La fe, la caridad y la esperanza están hermanadas, formando una admirable urdimbre, una íntima conjunción que es el sello que identifica a los cristianos: “Tenemos presente ante nuestro Dios y Padre la obra de vuestra fe, los trabajos de vuestra caridad y la paciencia/firmeza en el sufrir que os da vuestra esperanza en Jesucristo Nuestro Señor” (1Tes 1, 2-3). Podemos decir que fe, la esperanza y la caridad se nutren entre sí mutuamente, en una especie de perfecta simbiosis trinitaria
Estas tres dimensiones de la existencia cristiana se exigen mutuamente. Como dijo San Agustín “nadie vive en cualquier género de vida sin estas tres disposiciones del alma: creer, esperar, amar” (bula 3). Se lo pedimos a Maria, estrella de la esperanza.
9. Esperanzar
Cuando los desafíos y contrariedades llegan nos debemos preguntar: ¿dónde se aferra nuestra esperanza? ¿qué miedos habitan en nosotros?
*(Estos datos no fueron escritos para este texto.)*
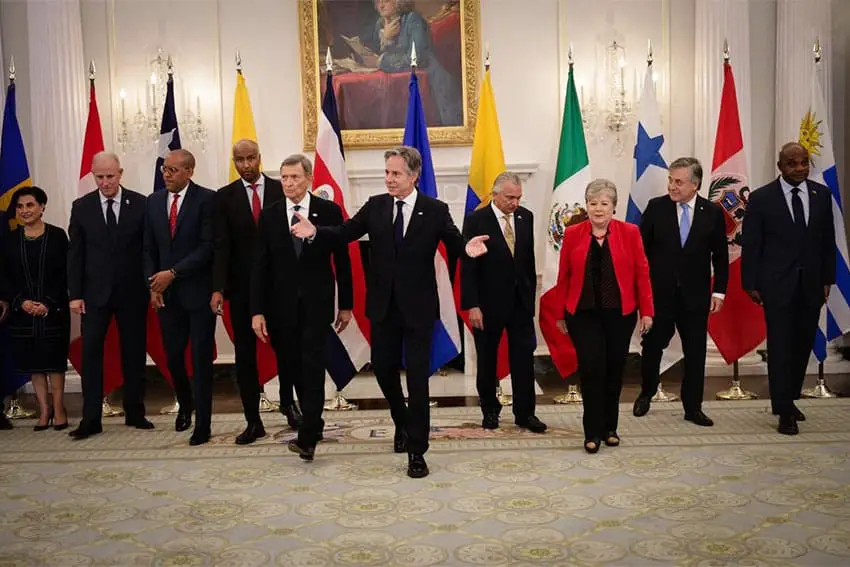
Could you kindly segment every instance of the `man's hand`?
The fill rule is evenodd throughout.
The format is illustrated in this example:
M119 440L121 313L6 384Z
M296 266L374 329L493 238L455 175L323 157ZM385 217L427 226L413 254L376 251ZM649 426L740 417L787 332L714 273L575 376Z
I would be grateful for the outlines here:
M712 295L711 296L711 307L708 312L714 315L718 311L723 308L723 298Z
M168 289L168 286L170 286L171 282L174 281L174 272L171 270L157 272L151 276L149 281L151 284L151 291L162 293Z
M161 293L155 291L151 292L151 307L153 307L156 311L165 307L165 299L162 297Z
M481 308L473 307L469 310L469 324L472 325L473 329L484 330L484 314L481 312Z
M210 309L216 315L224 313L224 295L220 291L214 291L210 298Z
M297 214L297 213L296 213ZM262 315L254 315L251 318L251 328L254 329L254 334L264 343L269 342L269 332L266 329L266 318Z
M76 313L77 315L85 315L86 314L86 300L85 299L72 299L71 303L68 306L71 308L71 313Z
M298 217L298 222L292 225L290 229L292 235L296 238L313 238L316 234L316 227L306 219L301 213L295 213L295 216Z
M351 310L350 309L340 309L339 314L336 316L336 323L334 323L334 330L337 334L343 332L348 324L351 322Z
M470 238L466 243L466 255L470 258L477 258L487 253L487 245L484 242L490 237L486 234Z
Esos miedos, ¿nos hacen perder nuestra fe en nosotros mismos y en los otros? ¿Estamos viviendo una esperanza activa o seguimos esperando a que la tormenta pase? La vida feliz es vida con esperanza. Motivo de serenidad, de paz, de alegría. A veces la perdemos en los caminos. La esperanza, como el amor, es fuerte y frágil a la vez. Nos llena mucho cuando la vivimos, nos desilusiona cuando la perdemos. “Por muy larga que sea la tormenta, el sol siempre vuelve a brillar entre las nubes” (Khalil Gibran)
Utilizando una expresión de Paulo Freire, estamos llamados a conjugar el verbo esperanzar: “Es necesario tener esperanza, pero tener esperanza del verbo esperanzar; porque hay gente que tiene esperanza del verbo esperar. Y esperanza del verbo esperar no es esperanza es espera. ¡Esperanzar es levantarse, esperanzar es ir detrás (de algo o de alguna cosa), esperanzar es construir, esperanzar es no desistir! Esperanzar es llevar adelante, esperanzar es juntarse con otros para hacer de otro modo”.